Included automatically via @mapomodule/core and mapomodule. For standalone use:

bash
pnpm add @mapomodule/store
ts
// nuxt.config.ts
export default defineNuxtConfig({
  modules: ["@mapomodule/store"],
});

Important — runtime imports: The main @mapomodule/store export resolves to the module entry (dist/module.mjs) which imports @nuxt/kit. In runtime code (plugins, composables) always use the subpath form:

ts
// Correct — runtime subpath
import { useAuthStore } from "@mapomodule/store/runtime/stores/auth";

// Wrong — imports @nuxt/kit, breaks at runtime
import { useAuthStore } from "@mapomodule/store";

In Vue/Nuxt component code and pages, useAuthStore is auto-imported and this does not apply.


useAuthStore

Manages authentication state.

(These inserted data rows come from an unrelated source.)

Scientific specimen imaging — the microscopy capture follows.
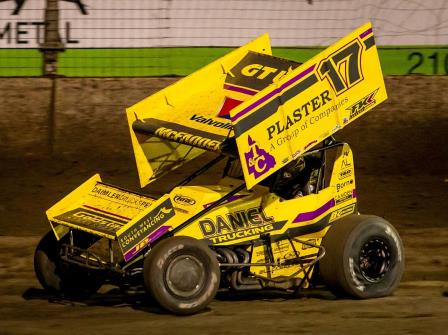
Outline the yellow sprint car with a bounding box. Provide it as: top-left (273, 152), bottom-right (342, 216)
top-left (35, 23), bottom-right (404, 314)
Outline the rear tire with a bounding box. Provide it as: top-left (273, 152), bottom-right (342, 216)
top-left (319, 215), bottom-right (404, 299)
top-left (34, 231), bottom-right (102, 298)
top-left (143, 236), bottom-right (220, 315)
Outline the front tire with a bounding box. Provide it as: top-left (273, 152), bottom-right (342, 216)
top-left (319, 215), bottom-right (404, 299)
top-left (143, 236), bottom-right (220, 315)
top-left (34, 231), bottom-right (102, 298)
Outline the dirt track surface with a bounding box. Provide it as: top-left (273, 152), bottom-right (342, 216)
top-left (0, 234), bottom-right (448, 334)
top-left (0, 78), bottom-right (448, 334)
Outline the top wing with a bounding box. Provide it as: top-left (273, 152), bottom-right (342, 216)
top-left (230, 23), bottom-right (387, 188)
top-left (126, 34), bottom-right (271, 187)
top-left (127, 35), bottom-right (300, 187)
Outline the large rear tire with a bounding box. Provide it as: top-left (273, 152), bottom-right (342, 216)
top-left (34, 231), bottom-right (102, 298)
top-left (143, 236), bottom-right (220, 315)
top-left (319, 215), bottom-right (404, 299)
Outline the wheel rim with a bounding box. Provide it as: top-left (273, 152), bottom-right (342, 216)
top-left (165, 255), bottom-right (205, 298)
top-left (359, 238), bottom-right (392, 283)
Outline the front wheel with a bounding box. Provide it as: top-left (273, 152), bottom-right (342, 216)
top-left (319, 215), bottom-right (404, 299)
top-left (143, 236), bottom-right (220, 315)
top-left (34, 231), bottom-right (102, 297)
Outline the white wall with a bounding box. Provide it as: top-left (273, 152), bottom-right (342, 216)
top-left (0, 0), bottom-right (448, 48)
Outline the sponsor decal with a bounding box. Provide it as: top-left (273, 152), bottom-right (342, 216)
top-left (225, 51), bottom-right (300, 94)
top-left (338, 169), bottom-right (352, 180)
top-left (302, 238), bottom-right (317, 250)
top-left (328, 204), bottom-right (356, 222)
top-left (244, 136), bottom-right (276, 179)
top-left (346, 88), bottom-right (379, 119)
top-left (336, 179), bottom-right (354, 192)
top-left (199, 207), bottom-right (286, 243)
top-left (334, 191), bottom-right (353, 205)
top-left (216, 96), bottom-right (242, 119)
top-left (118, 199), bottom-right (175, 254)
top-left (124, 226), bottom-right (171, 262)
top-left (54, 208), bottom-right (127, 234)
top-left (91, 184), bottom-right (152, 208)
top-left (190, 114), bottom-right (232, 130)
top-left (204, 194), bottom-right (247, 208)
top-left (174, 194), bottom-right (196, 206)
top-left (303, 140), bottom-right (317, 151)
top-left (266, 90), bottom-right (332, 140)
top-left (154, 127), bottom-right (221, 151)
top-left (341, 158), bottom-right (352, 169)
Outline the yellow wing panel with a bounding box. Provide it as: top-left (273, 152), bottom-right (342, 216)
top-left (230, 23), bottom-right (387, 188)
top-left (126, 34), bottom-right (271, 187)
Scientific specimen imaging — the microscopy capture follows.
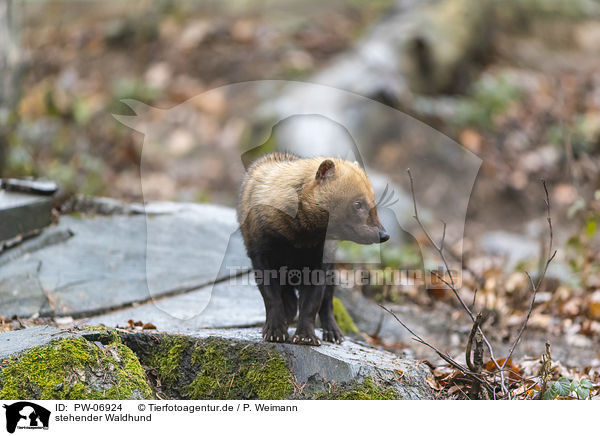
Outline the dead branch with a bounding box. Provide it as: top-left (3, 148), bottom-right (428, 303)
top-left (404, 169), bottom-right (556, 399)
top-left (406, 168), bottom-right (508, 395)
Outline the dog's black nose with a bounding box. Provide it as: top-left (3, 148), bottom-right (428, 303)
top-left (379, 230), bottom-right (390, 242)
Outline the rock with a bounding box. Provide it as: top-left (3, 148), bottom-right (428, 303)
top-left (0, 204), bottom-right (250, 318)
top-left (123, 328), bottom-right (432, 399)
top-left (87, 282), bottom-right (265, 333)
top-left (0, 327), bottom-right (153, 400)
top-left (0, 327), bottom-right (432, 400)
top-left (0, 190), bottom-right (52, 252)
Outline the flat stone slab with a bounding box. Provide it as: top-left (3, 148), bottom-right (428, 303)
top-left (86, 282), bottom-right (265, 333)
top-left (0, 326), bottom-right (433, 400)
top-left (0, 190), bottom-right (52, 245)
top-left (0, 204), bottom-right (250, 318)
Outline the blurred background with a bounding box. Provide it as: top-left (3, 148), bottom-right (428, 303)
top-left (0, 0), bottom-right (600, 392)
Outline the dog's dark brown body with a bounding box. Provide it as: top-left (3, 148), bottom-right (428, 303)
top-left (238, 153), bottom-right (389, 345)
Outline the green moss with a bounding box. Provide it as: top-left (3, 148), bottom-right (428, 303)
top-left (0, 336), bottom-right (152, 400)
top-left (185, 339), bottom-right (293, 400)
top-left (149, 335), bottom-right (191, 386)
top-left (333, 297), bottom-right (358, 334)
top-left (314, 377), bottom-right (402, 400)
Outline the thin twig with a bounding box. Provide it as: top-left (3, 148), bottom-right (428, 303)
top-left (465, 313), bottom-right (481, 371)
top-left (378, 304), bottom-right (493, 391)
top-left (406, 168), bottom-right (508, 393)
top-left (501, 180), bottom-right (556, 396)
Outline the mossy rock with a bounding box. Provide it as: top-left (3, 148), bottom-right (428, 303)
top-left (314, 377), bottom-right (402, 400)
top-left (136, 335), bottom-right (294, 400)
top-left (123, 329), bottom-right (431, 400)
top-left (333, 297), bottom-right (358, 334)
top-left (0, 332), bottom-right (153, 400)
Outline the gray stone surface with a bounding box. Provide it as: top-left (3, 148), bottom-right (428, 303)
top-left (0, 204), bottom-right (249, 317)
top-left (0, 190), bottom-right (52, 245)
top-left (0, 326), bottom-right (75, 361)
top-left (0, 326), bottom-right (432, 400)
top-left (86, 282), bottom-right (265, 333)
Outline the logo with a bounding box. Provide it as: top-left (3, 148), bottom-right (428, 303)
top-left (3, 401), bottom-right (50, 433)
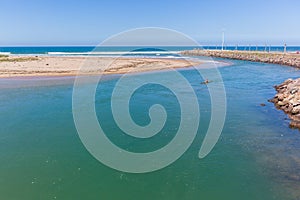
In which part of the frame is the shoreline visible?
[181,49,300,68]
[269,78,300,129]
[0,55,230,79]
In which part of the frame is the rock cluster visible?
[269,78,300,128]
[181,49,300,68]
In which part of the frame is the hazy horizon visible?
[0,0,300,46]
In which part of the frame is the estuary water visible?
[0,59,300,200]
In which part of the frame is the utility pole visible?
[283,43,286,53]
[222,30,225,51]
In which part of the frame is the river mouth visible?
[0,57,300,200]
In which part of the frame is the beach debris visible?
[269,78,300,129]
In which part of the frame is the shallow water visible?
[0,57,300,200]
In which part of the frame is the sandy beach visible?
[0,56,201,78]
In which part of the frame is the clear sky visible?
[0,0,300,46]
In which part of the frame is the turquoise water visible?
[0,57,300,200]
[0,45,300,54]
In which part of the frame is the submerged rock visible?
[269,78,300,129]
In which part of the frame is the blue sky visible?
[0,0,300,46]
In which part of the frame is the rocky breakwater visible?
[269,78,300,129]
[181,49,300,68]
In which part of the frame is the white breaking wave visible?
[0,52,11,55]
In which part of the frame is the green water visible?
[0,61,300,200]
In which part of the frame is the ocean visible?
[0,47,300,200]
[0,45,300,56]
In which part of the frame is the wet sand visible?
[0,56,201,78]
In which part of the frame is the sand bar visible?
[0,56,205,78]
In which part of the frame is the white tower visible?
[222,30,225,51]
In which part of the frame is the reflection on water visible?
[0,57,300,200]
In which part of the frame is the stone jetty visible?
[269,78,300,129]
[181,49,300,68]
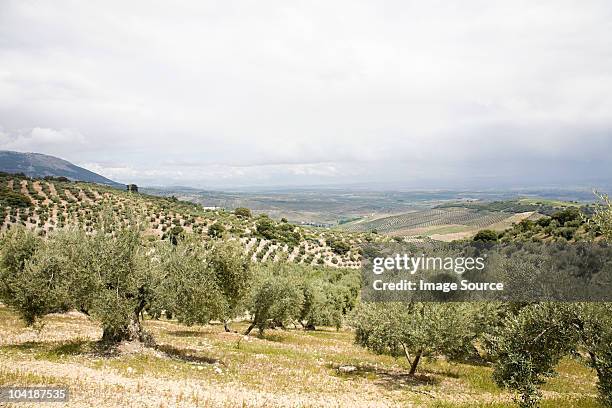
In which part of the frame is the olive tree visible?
[352,302,477,375]
[159,237,252,331]
[245,265,304,335]
[487,195,612,407]
[0,227,158,342]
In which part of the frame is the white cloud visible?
[0,0,612,185]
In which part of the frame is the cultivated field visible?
[0,305,599,408]
[0,176,385,268]
[341,207,536,241]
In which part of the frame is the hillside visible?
[0,150,125,188]
[0,175,388,268]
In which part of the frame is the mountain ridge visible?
[0,150,125,189]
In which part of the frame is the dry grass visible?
[0,306,597,407]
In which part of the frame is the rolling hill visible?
[0,174,382,268]
[0,150,125,189]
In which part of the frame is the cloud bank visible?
[0,0,612,188]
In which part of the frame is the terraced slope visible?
[0,175,388,268]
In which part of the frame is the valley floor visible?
[0,305,599,407]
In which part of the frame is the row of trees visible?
[352,196,612,407]
[0,225,359,342]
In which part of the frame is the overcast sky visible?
[0,0,612,188]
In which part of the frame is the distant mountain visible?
[0,150,125,188]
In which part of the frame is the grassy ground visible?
[0,305,598,408]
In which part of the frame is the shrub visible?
[234,207,252,218]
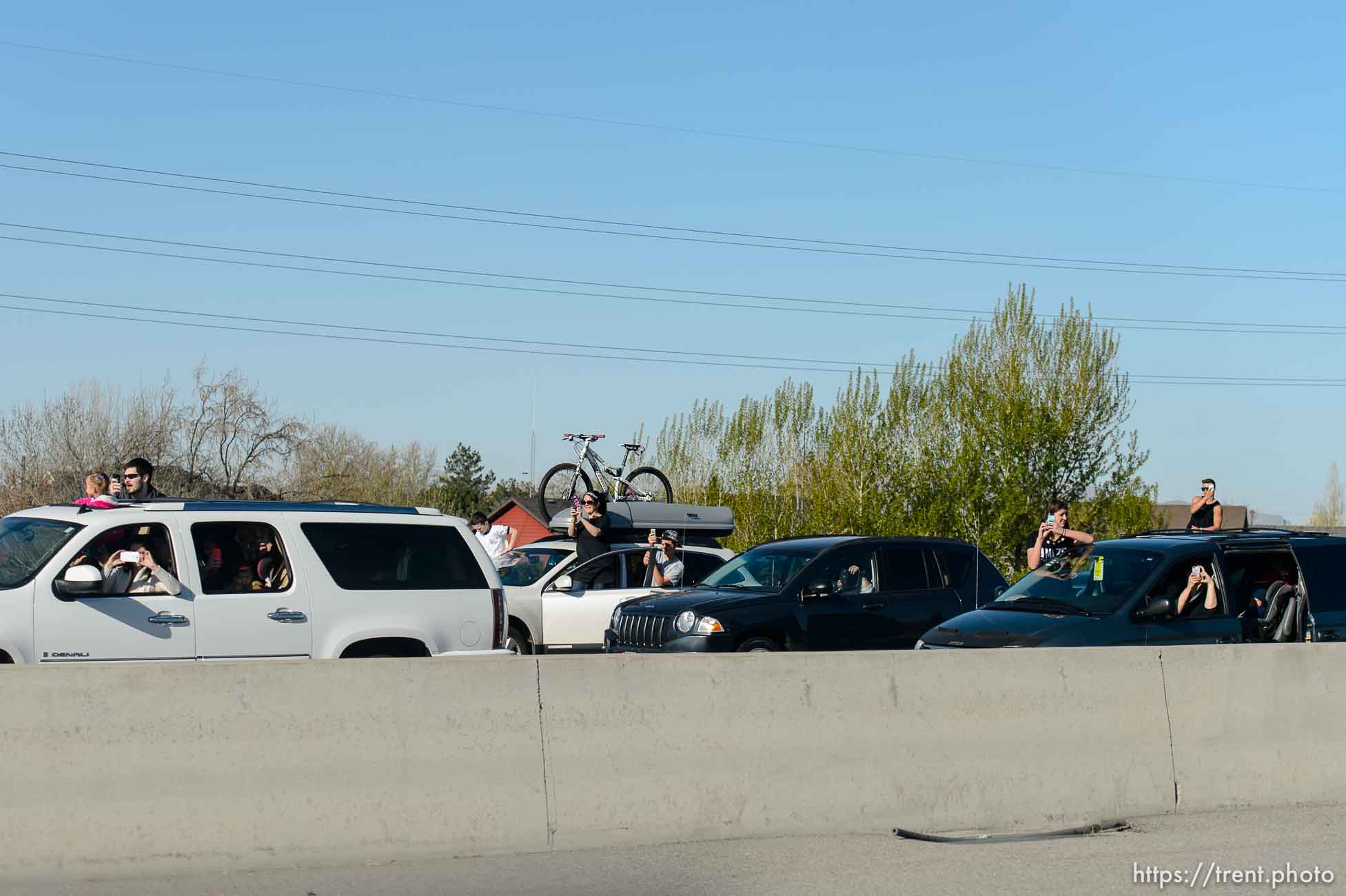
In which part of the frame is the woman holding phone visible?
[565,491,616,588]
[1174,567,1219,618]
[1028,498,1093,571]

The session credential is an HttpOnly cookie managed exclusively by the backend proxy — it is intentionally never stored in client-side Pinia state. Authentication is derived from the presence of a loaded user info object.

ts
const auth = useAuthStore();

auth.isAuthenticated; // boolean — true when info !== null (derives from setUser being called)
auth.isLoggedIn; // boolean — alias for isAuthenticated
auth.info; // MapoUser | null — full user object returned by the backend
auth.username; // string | null
auth.role; // string | null — first group name
auth.rawPermissions; // string[] — raw codenames, e.g. ['view_article', 'change_article']
auth.modelPermissions; // Record<string, ModelPermissions> — parsed from rawPermissions
auth.pagePermissions; // Record<string, string[]> — reserved for route-level permission rules

Actions

ts
auth.setUser(user); // populate info + parse permissions → isAuthenticated becomes true
auth.reset(); // clear all state (called on logout and on 401 responses)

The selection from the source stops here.